Specifying the equation and loss function. Now, specify the weighted least squares. First, open the Bid_prep.sta data file by selecting Open Examples from the File menu (classic toolbar) or by selecting Open Examples from the Open menu on the Home tab (ribbon bar); it is in the Datasets folder.

Then select Nonlinear Estimation from the Statistics - Advanced Linear/Nonlinear Models menu to display the Nonlinear Estimation Startup Panel. Next, select the User-specified regression, custom loss function option in the Startup Panel, then click the OK button to display the User-Specified Regression, Custom Loss dialog. Finally, click the Function to be estimated & loss function button to display the Estimated function and loss function dialog. Here, specify the regular linear regression equation (bid_cost = intercpt + slope*bid_size) in the Estimated function box and ((OBS-PRED)**2) * (1/bid_size**2) in the Loss function box.

The first part of the loss function (i.e., (OBS-PRED)**2) specifies standard least squares. However, for each case, the loss is weighted by the inverse of the squared bid size (i.e., multiplied by (1/bid_size**2)).

Estimation and results. Now, click the OK button on this dialog and again in the User-Specified Regression, Custom Loss dialog to display the Model Estimation dialog. Select the Asymptotic standard errors check box on the Advanced tab. Click the OK button to display the Results dialog. Here, click the Summary: Parameters & standard errors button to display a spreadsheet containing the parameter estimates and their standard errors.

The approximate standard errors for the intercept and slope parameters are .965 and .404, respectively. If you re-analyze these data with the standard least squares loss function (or via the Multiple Regression module), you would obtain standard errors of 3.252 and .5285, respectively. Thus, you can conclude that the parameter estimates based on the weighted least squares estimation are more stable (less subject to random sampling variation).

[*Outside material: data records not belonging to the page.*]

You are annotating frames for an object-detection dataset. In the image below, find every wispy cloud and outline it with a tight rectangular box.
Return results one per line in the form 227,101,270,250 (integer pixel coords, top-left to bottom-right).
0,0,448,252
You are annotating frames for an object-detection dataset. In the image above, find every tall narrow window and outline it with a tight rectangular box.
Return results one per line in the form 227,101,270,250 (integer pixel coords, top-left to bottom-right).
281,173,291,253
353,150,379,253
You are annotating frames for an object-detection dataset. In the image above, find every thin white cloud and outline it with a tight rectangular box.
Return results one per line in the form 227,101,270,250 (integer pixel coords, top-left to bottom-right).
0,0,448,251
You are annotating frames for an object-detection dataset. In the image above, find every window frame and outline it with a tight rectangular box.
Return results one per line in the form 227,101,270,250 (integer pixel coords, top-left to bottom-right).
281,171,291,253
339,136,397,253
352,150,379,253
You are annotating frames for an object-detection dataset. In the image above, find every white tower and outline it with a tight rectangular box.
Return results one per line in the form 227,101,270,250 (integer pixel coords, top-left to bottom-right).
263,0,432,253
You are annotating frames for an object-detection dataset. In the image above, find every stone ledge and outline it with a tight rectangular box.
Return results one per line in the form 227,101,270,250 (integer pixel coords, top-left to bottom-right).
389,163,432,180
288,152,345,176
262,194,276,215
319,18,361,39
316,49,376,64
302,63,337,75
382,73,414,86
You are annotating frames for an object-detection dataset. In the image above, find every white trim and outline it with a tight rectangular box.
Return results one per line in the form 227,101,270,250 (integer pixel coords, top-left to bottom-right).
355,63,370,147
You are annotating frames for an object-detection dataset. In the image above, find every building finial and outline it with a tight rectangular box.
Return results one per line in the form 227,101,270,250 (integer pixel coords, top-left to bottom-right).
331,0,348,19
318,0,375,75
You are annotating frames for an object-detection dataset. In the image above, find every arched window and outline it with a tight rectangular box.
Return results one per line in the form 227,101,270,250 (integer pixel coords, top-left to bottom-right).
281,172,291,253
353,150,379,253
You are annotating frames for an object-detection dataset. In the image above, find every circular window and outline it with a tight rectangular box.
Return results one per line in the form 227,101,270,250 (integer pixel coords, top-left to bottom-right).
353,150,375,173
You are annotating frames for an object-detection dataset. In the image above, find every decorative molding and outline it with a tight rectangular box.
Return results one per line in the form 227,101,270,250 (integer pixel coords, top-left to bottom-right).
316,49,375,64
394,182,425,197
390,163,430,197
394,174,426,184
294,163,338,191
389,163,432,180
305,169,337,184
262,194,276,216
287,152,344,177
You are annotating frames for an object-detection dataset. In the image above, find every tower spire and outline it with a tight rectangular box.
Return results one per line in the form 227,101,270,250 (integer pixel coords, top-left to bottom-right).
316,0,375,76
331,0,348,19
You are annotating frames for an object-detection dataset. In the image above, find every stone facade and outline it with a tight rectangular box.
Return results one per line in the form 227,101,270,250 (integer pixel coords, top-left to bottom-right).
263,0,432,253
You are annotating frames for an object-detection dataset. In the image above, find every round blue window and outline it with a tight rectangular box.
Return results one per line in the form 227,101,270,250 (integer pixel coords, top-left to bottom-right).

Weighted least squares via STATISTICA Multiple Regression or General Regression Models (GRM). You can compute weighted least squares estimates for linear models via Multiple Regression, General Regression Models (GRM), or General Linear Models (GLM) as well. To replicate the results from this example, first add a variable to Bid_prep.sta and compute the values of that new variable (e.g., called Weight) as 1/bid_size**2; that is, compute the same weight that you specified to modify the ordinary least squares Loss function in the Estimated function and loss function dialog shown earlier. Then specify this new variable as the Weight variable for the analysis, and make sure to select the Weighted moments check box and the DF = N -1 option button on the respective Startup Panels (e.g., see the Multiple Linear Regression Startup Panel). Because the Multiple Regression, GRM, or GLM modules use matrix algebra expressions (e.g., see Neter, Wassermann, and Kutner, 1985) to estimate the weighted least squares parameters, rather than the iterative procedure used in this example, for large data files these programs are much faster and more efficient.